Troops may be more willing to put themselves in harm’s way if there is a “backup” for their ability to father or bear children in case of a catastrophic injury – such as those inflicted by mines and improvised explosives on hundreds of US soldiers in Iraq and Afghanistan – the generals appear to believe.

“We can help our men and women preserve their ability to start a family, even if they suffer certain combat injuries,” Defense Secretary Ash Carter said last week, announcing the plan alongside the military’s other new family-friendly policies. “That’s why we will cover the cost of freezing sperm or eggs through a pilot program for active-duty service members.”

The majority of US service members are in the prime of their parenting years, according to Defense Department data quoted by Military Times. Nearly half of all enlisted personnel are under age 26, with 22 percent aged between 26 and 30. Four in 10 officers are between the ages of 26 and 35.

The sci-fi-sounding plan is part of the military’s Force of the Future initiative, seeking to fully integrate women into every service branch, including combat roles that were previously off-limits.

Currently, most of the women serving in the military choose to leave after giving birth. Carter and the branch chiefs are hoping the proposed program will encourage female soldiers to put off having children and focus on their military career.

“This investment will also provide greater flexibility for our troops who want to start a family, but find it difficult because of where they find themselves in their careers,” Carter said, according to the New York Times. “Particularly for women who are midgrade officers and enlisted personnel, this benefit will demonstrate that we understand the demands upon them and want to help them balance commitments to force and commitments to family.”

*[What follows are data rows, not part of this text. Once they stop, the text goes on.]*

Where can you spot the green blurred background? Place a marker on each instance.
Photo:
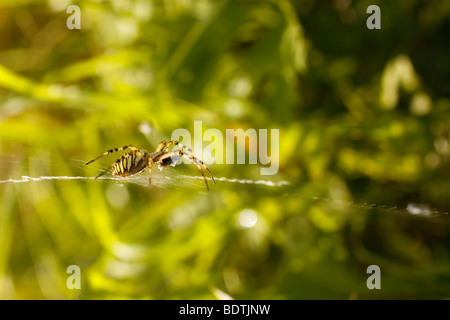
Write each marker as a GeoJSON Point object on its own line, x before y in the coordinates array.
{"type": "Point", "coordinates": [364, 144]}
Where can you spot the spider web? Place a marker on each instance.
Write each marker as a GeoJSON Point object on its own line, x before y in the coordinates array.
{"type": "Point", "coordinates": [170, 178]}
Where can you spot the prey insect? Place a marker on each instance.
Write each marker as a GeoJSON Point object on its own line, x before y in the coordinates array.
{"type": "Point", "coordinates": [138, 160]}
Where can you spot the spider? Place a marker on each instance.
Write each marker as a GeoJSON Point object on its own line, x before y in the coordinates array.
{"type": "Point", "coordinates": [137, 160]}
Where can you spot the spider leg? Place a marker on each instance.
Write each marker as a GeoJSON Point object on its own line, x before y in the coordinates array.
{"type": "Point", "coordinates": [149, 165]}
{"type": "Point", "coordinates": [196, 161]}
{"type": "Point", "coordinates": [106, 171]}
{"type": "Point", "coordinates": [114, 150]}
{"type": "Point", "coordinates": [161, 146]}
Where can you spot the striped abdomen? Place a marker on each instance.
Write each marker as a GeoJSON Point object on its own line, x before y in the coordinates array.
{"type": "Point", "coordinates": [130, 163]}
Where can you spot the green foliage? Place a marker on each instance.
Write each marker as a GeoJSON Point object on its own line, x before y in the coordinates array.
{"type": "Point", "coordinates": [364, 131]}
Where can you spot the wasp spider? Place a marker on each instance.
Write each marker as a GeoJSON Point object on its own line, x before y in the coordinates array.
{"type": "Point", "coordinates": [137, 160]}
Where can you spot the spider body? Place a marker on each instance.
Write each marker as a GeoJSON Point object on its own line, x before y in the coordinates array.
{"type": "Point", "coordinates": [130, 163]}
{"type": "Point", "coordinates": [138, 160]}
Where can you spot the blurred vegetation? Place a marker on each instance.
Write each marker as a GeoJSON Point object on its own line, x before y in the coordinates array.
{"type": "Point", "coordinates": [364, 135]}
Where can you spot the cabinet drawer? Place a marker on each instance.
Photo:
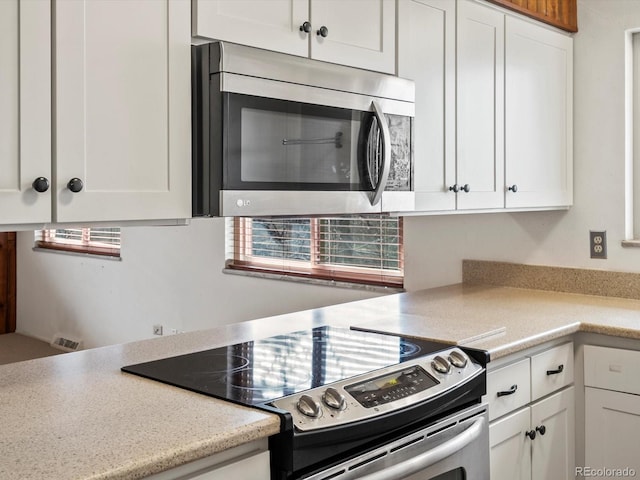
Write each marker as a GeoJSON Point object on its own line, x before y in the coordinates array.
{"type": "Point", "coordinates": [551, 370]}
{"type": "Point", "coordinates": [612, 368]}
{"type": "Point", "coordinates": [501, 382]}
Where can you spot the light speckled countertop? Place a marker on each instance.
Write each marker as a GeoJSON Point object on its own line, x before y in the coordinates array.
{"type": "Point", "coordinates": [77, 416]}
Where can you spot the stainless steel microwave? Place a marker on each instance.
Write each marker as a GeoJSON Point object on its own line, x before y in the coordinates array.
{"type": "Point", "coordinates": [275, 134]}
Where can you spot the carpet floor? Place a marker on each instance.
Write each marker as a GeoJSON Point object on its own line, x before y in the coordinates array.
{"type": "Point", "coordinates": [15, 347]}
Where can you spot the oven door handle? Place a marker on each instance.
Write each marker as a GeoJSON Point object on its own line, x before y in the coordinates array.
{"type": "Point", "coordinates": [386, 152]}
{"type": "Point", "coordinates": [430, 457]}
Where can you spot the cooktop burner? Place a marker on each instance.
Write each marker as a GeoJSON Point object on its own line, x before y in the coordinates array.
{"type": "Point", "coordinates": [257, 372]}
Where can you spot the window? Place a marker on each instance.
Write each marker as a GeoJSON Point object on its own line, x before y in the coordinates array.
{"type": "Point", "coordinates": [361, 249]}
{"type": "Point", "coordinates": [96, 241]}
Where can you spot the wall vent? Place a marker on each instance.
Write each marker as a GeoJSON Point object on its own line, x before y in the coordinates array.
{"type": "Point", "coordinates": [66, 343]}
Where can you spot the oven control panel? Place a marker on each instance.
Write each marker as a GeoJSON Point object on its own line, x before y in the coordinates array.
{"type": "Point", "coordinates": [379, 392]}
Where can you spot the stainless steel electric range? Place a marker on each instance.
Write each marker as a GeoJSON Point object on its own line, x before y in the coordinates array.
{"type": "Point", "coordinates": [352, 404]}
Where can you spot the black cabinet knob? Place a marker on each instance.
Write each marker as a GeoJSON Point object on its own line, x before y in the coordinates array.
{"type": "Point", "coordinates": [305, 27]}
{"type": "Point", "coordinates": [75, 185]}
{"type": "Point", "coordinates": [40, 184]}
{"type": "Point", "coordinates": [556, 371]}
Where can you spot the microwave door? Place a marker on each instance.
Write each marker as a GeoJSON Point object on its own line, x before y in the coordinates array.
{"type": "Point", "coordinates": [379, 153]}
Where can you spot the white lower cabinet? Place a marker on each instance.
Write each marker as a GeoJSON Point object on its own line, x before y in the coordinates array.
{"type": "Point", "coordinates": [612, 410]}
{"type": "Point", "coordinates": [510, 447]}
{"type": "Point", "coordinates": [611, 429]}
{"type": "Point", "coordinates": [245, 462]}
{"type": "Point", "coordinates": [536, 442]}
{"type": "Point", "coordinates": [532, 413]}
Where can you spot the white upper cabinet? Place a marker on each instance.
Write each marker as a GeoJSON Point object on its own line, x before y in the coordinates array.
{"type": "Point", "coordinates": [538, 136]}
{"type": "Point", "coordinates": [349, 32]}
{"type": "Point", "coordinates": [273, 25]}
{"type": "Point", "coordinates": [122, 110]}
{"type": "Point", "coordinates": [427, 55]}
{"type": "Point", "coordinates": [480, 107]}
{"type": "Point", "coordinates": [356, 33]}
{"type": "Point", "coordinates": [25, 111]}
{"type": "Point", "coordinates": [493, 126]}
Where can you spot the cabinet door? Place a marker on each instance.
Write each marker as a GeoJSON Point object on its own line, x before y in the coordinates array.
{"type": "Point", "coordinates": [25, 110]}
{"type": "Point", "coordinates": [426, 55]}
{"type": "Point", "coordinates": [510, 447]}
{"type": "Point", "coordinates": [122, 109]}
{"type": "Point", "coordinates": [538, 109]}
{"type": "Point", "coordinates": [273, 25]}
{"type": "Point", "coordinates": [359, 34]}
{"type": "Point", "coordinates": [480, 106]}
{"type": "Point", "coordinates": [612, 422]}
{"type": "Point", "coordinates": [553, 453]}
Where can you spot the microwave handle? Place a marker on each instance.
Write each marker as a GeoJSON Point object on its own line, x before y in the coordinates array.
{"type": "Point", "coordinates": [386, 153]}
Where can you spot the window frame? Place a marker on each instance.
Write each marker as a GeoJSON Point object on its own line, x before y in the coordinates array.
{"type": "Point", "coordinates": [313, 269]}
{"type": "Point", "coordinates": [47, 240]}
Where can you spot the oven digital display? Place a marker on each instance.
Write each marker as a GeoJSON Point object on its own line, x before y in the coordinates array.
{"type": "Point", "coordinates": [391, 387]}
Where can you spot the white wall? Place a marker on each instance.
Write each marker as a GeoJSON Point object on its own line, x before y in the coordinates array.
{"type": "Point", "coordinates": [172, 275]}
{"type": "Point", "coordinates": [168, 275]}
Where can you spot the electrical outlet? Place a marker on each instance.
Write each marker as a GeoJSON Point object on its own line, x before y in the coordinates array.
{"type": "Point", "coordinates": [598, 244]}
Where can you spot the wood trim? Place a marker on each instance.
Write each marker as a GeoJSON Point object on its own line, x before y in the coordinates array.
{"type": "Point", "coordinates": [559, 13]}
{"type": "Point", "coordinates": [89, 249]}
{"type": "Point", "coordinates": [7, 282]}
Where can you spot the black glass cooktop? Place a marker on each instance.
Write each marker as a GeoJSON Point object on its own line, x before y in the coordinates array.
{"type": "Point", "coordinates": [259, 371]}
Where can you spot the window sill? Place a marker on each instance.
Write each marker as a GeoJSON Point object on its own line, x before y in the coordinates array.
{"type": "Point", "coordinates": [78, 254]}
{"type": "Point", "coordinates": [313, 281]}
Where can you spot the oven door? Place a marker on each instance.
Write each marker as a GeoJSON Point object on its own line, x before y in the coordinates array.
{"type": "Point", "coordinates": [455, 448]}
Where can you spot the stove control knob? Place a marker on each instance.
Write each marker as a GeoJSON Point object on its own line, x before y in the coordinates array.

Details of the program were still being worked out, and Carter is expected to outline the plan “in the coming weeks,” Pentagon spokesman Matthew Allen told the Times. Only active-duty military personnel will be eligible for the two-year pilot program, which may be made permanent depending on the results of the evaluation.

While freezing sperm has been done for decades, technology allowing the successful preservation of eggs has only been around for a few years. Actually getting fertilized embryos from frozen cells is by no means guaranteed, either.

“Freezing sperm and eggs is not like freezing chicken for dinner,” Arthur Caplan, a professor of bioethics at New York University’s Langone Medical Center, told the Times. “If your eggs won’t work, you won’t find out until you’re 39.”

In addition to the technical issues involved, there are ethical concerns as well, Caplan says. “What happens if you die – can your wife use it?” What happens if the contractor taking care of the frozen sperm or eggs goes bankrupt, or mishandles the specimens?

The pilot program will be offered through Tricare, the military’s health care plan. According to the Military Times, the Pentagon estimates the cost of the program at about $150 million over five years.